Breathing is a semi-reflective process , that is, we can control it in part, however, when we are sleeping for example, we keep on breathing.

6. Excretory system

It is in charge of eliminating from the organism those substances that can be harmful , which have been introduced through food or are the result of metabolic processes.

The excretory system has two ways of removing unusable substances. On the one hand, through the sweat glands, it can eliminate pathogens and waste through sweat. On the other hand, through the kidneys, which filter the blood and remove what may be toxic, urine is formed, through which what is not beneficial to the body is eliminated.

7. Reproductive system

It is in charge of the procreation of the species . There are differences in the morphology of this system depending on the sex.

The male reproductive system consists of the testicles, which are responsible for producing sperm.

During intercourse, the penis is first hardened by sending blood to it and making it erect. Once this has been done, the penis is inserted into the woman’s vagina to be able to expel semen, a liquid in which sperm and nutritional substances are found to keep them alive.

In the case of the female sex, the main sex glands are the ovaries, which are responsible for producing eggs. These descend through the fallopian tubes once a month, waiting to be fertilized. If fertilization does not occur, they are eliminated during menstruation.

If a spermatozoon manages to reach the egg, fertilization occurs . A zygote will be formed that nine months later will be a fully formed baby.

8. Muscular system

It is formed by about 600 muscles , divided into three types:

Skeletal muscles

They attach to the bone and are involved in voluntary movement .

Smooth muscles

The organs , such as the intestine and the stomach, allow the movement of substances.

Heart muscles

They allow the transport of blood by the movement of the heart.

9. Skeletal system

It is composed of about 200 bones and, together with the muscular system, forms the locomotor system, involved in voluntary movement.
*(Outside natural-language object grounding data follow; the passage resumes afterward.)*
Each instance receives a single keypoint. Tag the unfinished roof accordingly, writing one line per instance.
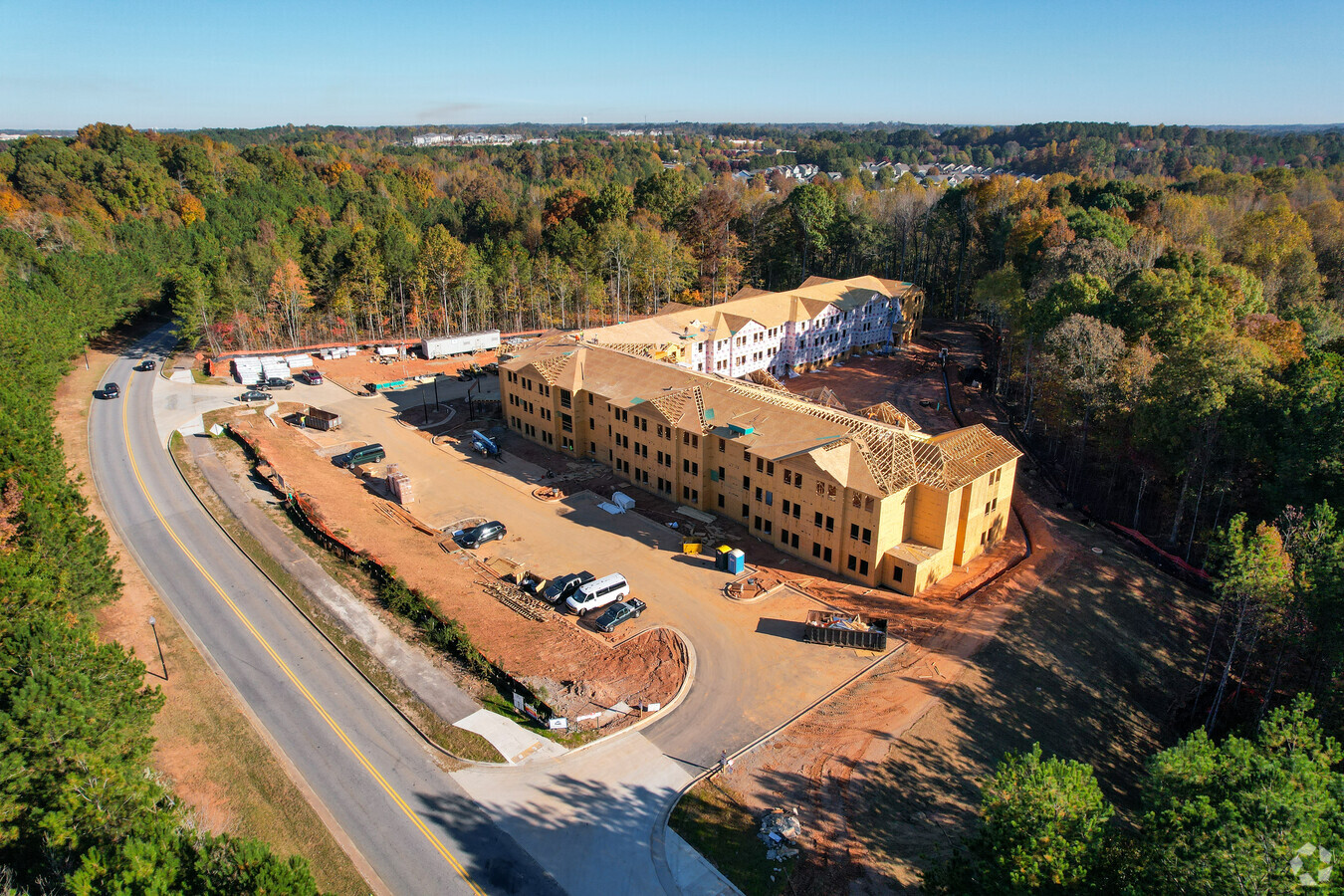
(719, 322)
(859, 452)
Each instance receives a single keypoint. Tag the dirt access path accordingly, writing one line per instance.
(206, 747)
(1079, 648)
(571, 669)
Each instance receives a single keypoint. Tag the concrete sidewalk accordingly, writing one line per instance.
(593, 817)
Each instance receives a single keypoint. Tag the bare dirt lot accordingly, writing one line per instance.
(1079, 650)
(570, 668)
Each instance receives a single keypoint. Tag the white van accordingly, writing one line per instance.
(606, 590)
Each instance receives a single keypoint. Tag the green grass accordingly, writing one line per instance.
(459, 742)
(710, 819)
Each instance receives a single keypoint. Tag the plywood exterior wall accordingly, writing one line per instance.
(767, 499)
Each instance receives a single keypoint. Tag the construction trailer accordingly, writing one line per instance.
(460, 344)
(316, 418)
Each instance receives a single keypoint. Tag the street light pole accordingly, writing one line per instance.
(152, 621)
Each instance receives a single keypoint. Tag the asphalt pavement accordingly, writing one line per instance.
(410, 821)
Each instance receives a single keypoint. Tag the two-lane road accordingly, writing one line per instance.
(410, 821)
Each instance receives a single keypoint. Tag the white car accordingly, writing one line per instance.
(606, 590)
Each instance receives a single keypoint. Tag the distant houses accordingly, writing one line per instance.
(928, 175)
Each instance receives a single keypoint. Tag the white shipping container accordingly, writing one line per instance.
(460, 344)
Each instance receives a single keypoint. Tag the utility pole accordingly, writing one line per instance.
(161, 661)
Bones, in addition to supporting the body, make blood cells and are an important storehouse of calcium.

10. Immune system

It is in charge of the defence of the organism against pathogens , that is, viruses, bacteria and other elements harmful to the body.
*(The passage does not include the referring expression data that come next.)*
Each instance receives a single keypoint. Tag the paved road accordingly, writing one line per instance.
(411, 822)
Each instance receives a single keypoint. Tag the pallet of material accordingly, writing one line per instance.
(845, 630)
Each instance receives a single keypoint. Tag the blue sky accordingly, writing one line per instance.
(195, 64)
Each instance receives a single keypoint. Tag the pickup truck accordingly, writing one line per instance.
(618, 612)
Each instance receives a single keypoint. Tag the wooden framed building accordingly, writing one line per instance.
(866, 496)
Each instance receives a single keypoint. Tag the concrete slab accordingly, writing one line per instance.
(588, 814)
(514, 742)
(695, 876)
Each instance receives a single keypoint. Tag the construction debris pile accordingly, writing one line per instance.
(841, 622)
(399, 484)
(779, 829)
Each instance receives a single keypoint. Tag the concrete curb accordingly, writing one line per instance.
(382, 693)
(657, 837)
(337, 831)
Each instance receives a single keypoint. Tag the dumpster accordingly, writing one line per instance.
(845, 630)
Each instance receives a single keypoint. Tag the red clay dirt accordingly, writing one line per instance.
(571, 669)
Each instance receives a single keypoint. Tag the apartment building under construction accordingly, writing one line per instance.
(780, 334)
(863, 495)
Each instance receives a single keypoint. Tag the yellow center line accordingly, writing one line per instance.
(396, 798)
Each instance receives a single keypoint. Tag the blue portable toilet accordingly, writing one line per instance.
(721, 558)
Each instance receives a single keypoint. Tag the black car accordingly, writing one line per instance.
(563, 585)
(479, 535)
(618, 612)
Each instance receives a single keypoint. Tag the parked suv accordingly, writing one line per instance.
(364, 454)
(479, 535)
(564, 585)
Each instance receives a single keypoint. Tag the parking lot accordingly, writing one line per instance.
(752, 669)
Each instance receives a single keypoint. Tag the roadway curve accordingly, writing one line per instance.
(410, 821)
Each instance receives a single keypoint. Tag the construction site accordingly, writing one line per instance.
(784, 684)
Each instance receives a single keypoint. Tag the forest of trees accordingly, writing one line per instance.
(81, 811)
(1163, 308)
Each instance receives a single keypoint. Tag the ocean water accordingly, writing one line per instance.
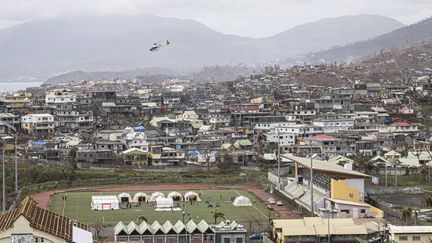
(15, 86)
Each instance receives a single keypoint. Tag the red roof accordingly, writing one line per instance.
(322, 137)
(403, 124)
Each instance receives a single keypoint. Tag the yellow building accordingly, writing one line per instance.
(410, 234)
(317, 229)
(29, 223)
(335, 187)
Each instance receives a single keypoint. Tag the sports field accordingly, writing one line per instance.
(77, 206)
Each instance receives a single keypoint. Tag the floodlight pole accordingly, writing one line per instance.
(278, 158)
(16, 165)
(4, 180)
(311, 180)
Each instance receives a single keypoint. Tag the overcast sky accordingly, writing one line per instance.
(255, 18)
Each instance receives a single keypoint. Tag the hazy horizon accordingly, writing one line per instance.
(253, 18)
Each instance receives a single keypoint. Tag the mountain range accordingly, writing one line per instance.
(45, 48)
(407, 36)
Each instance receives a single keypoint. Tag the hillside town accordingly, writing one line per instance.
(188, 121)
(355, 140)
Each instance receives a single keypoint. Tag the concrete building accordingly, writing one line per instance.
(316, 229)
(55, 97)
(39, 125)
(410, 234)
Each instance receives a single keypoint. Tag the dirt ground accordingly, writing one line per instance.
(404, 199)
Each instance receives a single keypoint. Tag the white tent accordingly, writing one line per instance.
(155, 195)
(104, 203)
(176, 196)
(192, 196)
(124, 197)
(140, 197)
(162, 202)
(241, 201)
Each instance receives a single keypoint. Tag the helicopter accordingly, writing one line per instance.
(158, 45)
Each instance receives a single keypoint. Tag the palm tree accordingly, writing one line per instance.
(416, 211)
(406, 215)
(216, 215)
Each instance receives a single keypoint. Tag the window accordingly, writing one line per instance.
(403, 238)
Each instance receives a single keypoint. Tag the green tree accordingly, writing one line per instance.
(406, 215)
(363, 163)
(142, 219)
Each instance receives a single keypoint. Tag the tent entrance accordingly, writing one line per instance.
(106, 206)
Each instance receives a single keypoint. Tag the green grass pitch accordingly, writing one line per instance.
(77, 206)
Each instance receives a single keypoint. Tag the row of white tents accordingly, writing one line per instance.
(113, 202)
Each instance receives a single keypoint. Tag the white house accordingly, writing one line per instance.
(38, 124)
Its objective is to identify the intruders, pursue them, attack them and eliminate them through the white blood cells, which are produced in the lymph nodes, thymus, spleen and bone marrow.

When a pathogen is detected, several biological processes are activated as an alarm, such as inflammations and production of mucus and pus.

11. Lymphatic system

It is made up of the lymph nodes, in addition to the ducts and vessels through which the lymph travels .

Lymph is a substance in which the white blood cells involved in the body’s defense are found.

12. Integumentary system

It is made up of the largest organ in the human body: the skin . It is also made up of nails and hair.

Its function is to protect the body from external agents, in addition to maintaining a constant temperature. By means of perspiration, in summer it allows the temperature to be lowered, while in winter it prevents heat loss.

Bibliographic references:

  • Moore, K.L. (1992). Clinically Oriented Anatomy. Baltimore: Williams & Wilkins.